August CPI came in "hot" as Core CPI came in at +0.30% versus Wall Street expectations for +0.20% and above our +0.16% to +0.18% estimate. The details, however, are better than the surface-level readings.
* The details for August CPI are actually better. The +0.10% MoM is entirely due to two categories:
-- Motor Vehicle insurance surged +2.4% (29% annualized) adding +0.08% to Core
-- Airline fares exploded +4.89% (59% annualized) adding +0.03% to Core
-- combined, these two added +0.11% to Core, or the entire upside surprise
* Vehicle insurance is simply catching up to the surge in auto prices over past few years (replacement cost, etc.) and one wonders, do further hikes slow this? Not really.
* Airline fares exploding higher is not congruent with the significant guidance cuts by American Airlines (AAL) and Spirit Airlines (SAVE) . To me, this rise in airlines is somewhat one-time.
These two items also drove the "super core" (aka Core Services ex-shelter) to +0.53% MoM.
-- Motor Vehicle insurance +0.28%
-- Public transportation +0.12%
-- Total +0.40% of the +0.53%
* Does the Fed want to hike further to contain these two items?
* The Fed fund futures pushed hikes into November.

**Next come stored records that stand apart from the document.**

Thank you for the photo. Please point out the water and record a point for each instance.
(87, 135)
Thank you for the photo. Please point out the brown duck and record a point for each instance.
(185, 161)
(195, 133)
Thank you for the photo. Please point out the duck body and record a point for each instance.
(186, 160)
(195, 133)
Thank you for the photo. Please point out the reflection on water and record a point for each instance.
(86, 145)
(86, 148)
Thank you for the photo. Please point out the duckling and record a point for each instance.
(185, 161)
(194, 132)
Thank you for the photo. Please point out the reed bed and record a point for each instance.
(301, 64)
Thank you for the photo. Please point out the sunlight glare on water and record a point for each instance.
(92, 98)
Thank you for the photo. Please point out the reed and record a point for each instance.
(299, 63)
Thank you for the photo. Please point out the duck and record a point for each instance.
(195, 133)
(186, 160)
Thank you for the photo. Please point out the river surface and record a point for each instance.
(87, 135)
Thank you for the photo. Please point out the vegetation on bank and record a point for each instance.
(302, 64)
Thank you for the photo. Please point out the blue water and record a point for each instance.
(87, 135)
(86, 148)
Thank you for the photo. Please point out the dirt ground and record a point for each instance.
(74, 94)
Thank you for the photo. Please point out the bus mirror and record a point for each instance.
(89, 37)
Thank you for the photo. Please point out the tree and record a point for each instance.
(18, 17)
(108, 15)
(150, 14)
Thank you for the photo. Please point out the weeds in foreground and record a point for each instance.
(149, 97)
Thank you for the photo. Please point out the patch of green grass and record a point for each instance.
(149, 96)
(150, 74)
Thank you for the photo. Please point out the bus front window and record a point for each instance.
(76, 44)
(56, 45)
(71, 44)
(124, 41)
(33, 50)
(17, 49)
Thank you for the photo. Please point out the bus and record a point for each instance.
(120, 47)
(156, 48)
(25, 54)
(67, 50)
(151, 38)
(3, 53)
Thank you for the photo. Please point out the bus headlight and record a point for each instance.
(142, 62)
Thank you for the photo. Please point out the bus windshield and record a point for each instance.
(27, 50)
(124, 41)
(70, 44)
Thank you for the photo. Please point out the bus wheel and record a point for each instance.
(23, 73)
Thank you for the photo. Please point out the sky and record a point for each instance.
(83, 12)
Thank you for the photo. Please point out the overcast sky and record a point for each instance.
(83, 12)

-- September odds now 2.3% -4.50%
-- November odds now 39.3% +4.10%
So the hikes are pushed into November.
* That speaks to it all. There is not enough here to drive a September hike.
* In fact, look at other key market metrics:
-- US 10-yr yields 4.278% ~no change
-- VIX 13.64 -0.59 down
-- Oil flat $89
* So, there is not a whole lot of change in reaction to the CPI report.
BOTTOM LINE: Stocks are sort of stuck now given upcoming tape bombs and FOMC.
The message from the CPI report is that overall inflation is tracking lower but these one-time items highlight that progress is not linear. And there could be some difficulties with seasonal adjustments. Equities are potentially stuck until the FOMC rate decision meeting next week (9/20):
* August PPI is released Thursday at 8:30am ET and this is probably not a positive surprise.
* Thursday evening, 9/14 at near midnight, the UAW is expected to go on strike.
* Investors will probably see how markets react Friday before moving forward.
* Friday is U Mich consumer confidence 1-yr inflation mid-month.
* Next week, Manheim is Tuesday 9/19 <- should be good.
* FOMC rate decision Wed 9/20.
So, there is plenty of fodder ahead for bulls and bears. Equities are flat to slightly up. This is consistent with what we have seen in prior CPI "misses."